Okay, we’re going to be honest. We missed this Reuters item last Friday and only learned about it through Robert Frank’s Wealth Report blog at the Wall Street Journal. But we found Frank’s attempt to link this wholly unrelated story about bad art lending practices embedded within a much larger case of bad lending practices toward very wealthy clients who should not need to borrow against these kinds of assets to UBS’s decision to close its art advisory services (which have nothing to do with lending against art or any other collateral) that we decided to just link to the Reuters story without giving Frank credit.
So much for that plan. Now let’s focus on one of the Netherlands wealthiest men who has been shifting his art around to keep it from his anxious bankers. This can’t be good:
JPMorgan Chase & Co has sued Dutch businessman Louis Reijtenbagh, saying he failed to pay back more than $23 million in loans and that he unlawfully moved valuable artwork by Rembrandt, Picasso and other artists out of the United States that had been put up as collateral.

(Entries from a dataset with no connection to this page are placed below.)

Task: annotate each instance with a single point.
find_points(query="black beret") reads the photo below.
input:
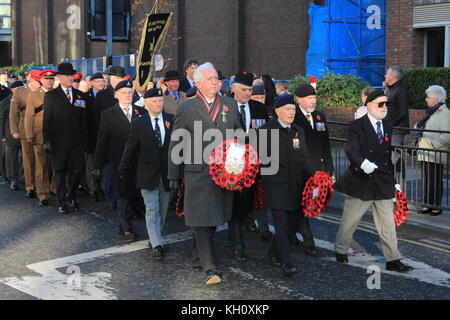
(153, 92)
(283, 100)
(191, 92)
(245, 78)
(117, 71)
(373, 95)
(16, 84)
(123, 84)
(258, 89)
(97, 75)
(172, 75)
(305, 90)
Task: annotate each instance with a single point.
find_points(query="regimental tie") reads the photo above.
(379, 133)
(244, 118)
(158, 132)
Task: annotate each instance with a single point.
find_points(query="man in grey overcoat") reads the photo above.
(206, 205)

The case is the second lawsuit in two weeks against the 62-year-old Reijtenbagh, a one-time medical doctor who is now considered one of the wealthiest people in the Netherlands after making a fortune through investing. [ . . . ]
JPMorgan sued Reijtenbagh for breach of contract and other claims. It contends the artwork backing the loan was supposed to be safeguarded at an apartment in the Trump Tower Condominium on Manhattan’s Fifth Avenue that is owned by Reijtenbagh’s sons, Jacob and Edgar.
However, JPMorgan contends, the defendants moved the “art collateral … outside of the apartment and the United States” without the bank’s consent.
A list of the art includes works by Rembrandt, Picasso, Claude Monet, Edgar Degas, Pierre Bonnard, Rene Magritte and others.